The Tax Office has noted that these types of voting arrangements are in fact used, and that therefore, were it to state that it did not accept them, this would cause considerable problems in respect of existing deeds.
Experts working in the DIY super industry have expressed doubts that such clauses would survive a court challenge. Not only is it accepted that the laws were drafted with an intention to ensure unanimous decision making, but it is also written into sections of the governing legislation, the Superannuation Industry (Supervision) Act 1993 (SIS Act). One section – 52(2)(e) – requires that all trustees ‘not enter into any contract, or do anything else, that would prevent the trustee from, or hinder the trustee in, properly performing or exercising the trustee’s functions and powers’.
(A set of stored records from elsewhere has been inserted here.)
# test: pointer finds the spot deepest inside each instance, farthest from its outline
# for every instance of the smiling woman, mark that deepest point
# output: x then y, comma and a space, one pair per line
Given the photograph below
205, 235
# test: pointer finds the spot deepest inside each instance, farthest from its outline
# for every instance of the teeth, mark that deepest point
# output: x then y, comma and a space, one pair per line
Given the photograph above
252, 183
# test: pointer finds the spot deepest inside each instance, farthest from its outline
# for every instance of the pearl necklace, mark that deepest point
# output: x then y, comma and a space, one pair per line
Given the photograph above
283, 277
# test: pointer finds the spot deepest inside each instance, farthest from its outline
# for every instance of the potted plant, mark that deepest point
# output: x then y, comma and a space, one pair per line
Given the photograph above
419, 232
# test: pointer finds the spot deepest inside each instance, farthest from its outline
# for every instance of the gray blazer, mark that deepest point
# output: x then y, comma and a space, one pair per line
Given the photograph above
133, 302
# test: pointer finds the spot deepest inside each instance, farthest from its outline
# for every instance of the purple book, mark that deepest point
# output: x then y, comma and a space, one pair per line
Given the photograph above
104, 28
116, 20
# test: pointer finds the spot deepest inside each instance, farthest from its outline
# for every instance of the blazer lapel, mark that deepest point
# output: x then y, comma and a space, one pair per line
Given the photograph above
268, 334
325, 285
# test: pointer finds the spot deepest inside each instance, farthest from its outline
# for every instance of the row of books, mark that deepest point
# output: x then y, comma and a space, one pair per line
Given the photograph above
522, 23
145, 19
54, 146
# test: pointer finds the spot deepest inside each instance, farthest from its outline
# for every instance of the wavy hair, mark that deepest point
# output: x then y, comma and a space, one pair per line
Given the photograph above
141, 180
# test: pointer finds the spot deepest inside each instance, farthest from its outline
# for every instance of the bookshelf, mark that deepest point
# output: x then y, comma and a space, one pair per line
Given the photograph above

Therefore a trust deed that gives weight to votes according to member balances would prevent or hinder some trustees from exercising their powers and being able to properly perform their duties and functions.
If therefore the correct position is that each trustee has equal voting rights, and an equal say in all investment decisions, then mum and dad could find themselves needing the approval and consent of their children concerning decisions about their own retirement savings. Making investments, taking a transition to retirement pension, and taking benefits would be subject to approval by their adult children.
Competing priorities of parents and children
The conventional wisdom that surrounds the topic of investment decisions dictates that these should be contingent on risk profile and proximity to retirement. A person aged 18 would typically be more willing to take on high-risk investments as they have a long time to recoup potential losses. A person in their later years of working life however would be more conservative and defensive about their investment choices.
Even a generous view of the SMSF’s fulfilment of the ‘sole purpose test’ (to take the best actions necessary to save for members’ retirement) will find it difficult to reconcile the two approaches to risk dictated by the make-up of trustees.
Other problems with SMSFs may include:
- trustees must act in the best interests of all members and therefore the parents will need a degree of consensus from the children about the investment and distribution of their retirement savings
- an adult child could feel aggrieved that their own superannuation has not performed as well as it could have were they able to have more control over its investment
- an adult child gets divorced and their former spouse seeks access to some of the super balance (to which they are entitled) which could mean liquidating assets.
Further problems can arise should the parents get a divorce. It could conceivably be the case that, say, mum and two kids vote together to control the fund. Or dad may only need one child to side with his view to have control. Either way, it creates uncertainty for the children.
In other situations, younger members in family SMSFs could complicate matters if they leave the fund to set up their own SMSF to include their spouse and children or if they come to face financial problems. In a case that was brought to the Administrative Appeals Tribunal last year, a couple’s entire retirement savings vanished and their modest SMSF was declared non-complying by the Tax Office when one of its trustees – a drug-addicted son – withdrew more than $40,000 illegally from the fund.
While the case may be an exception to the rule, it is evident that parent SMSF trustees need to be fully aware of the risks as well as the benefits when it comes to child-member trustees.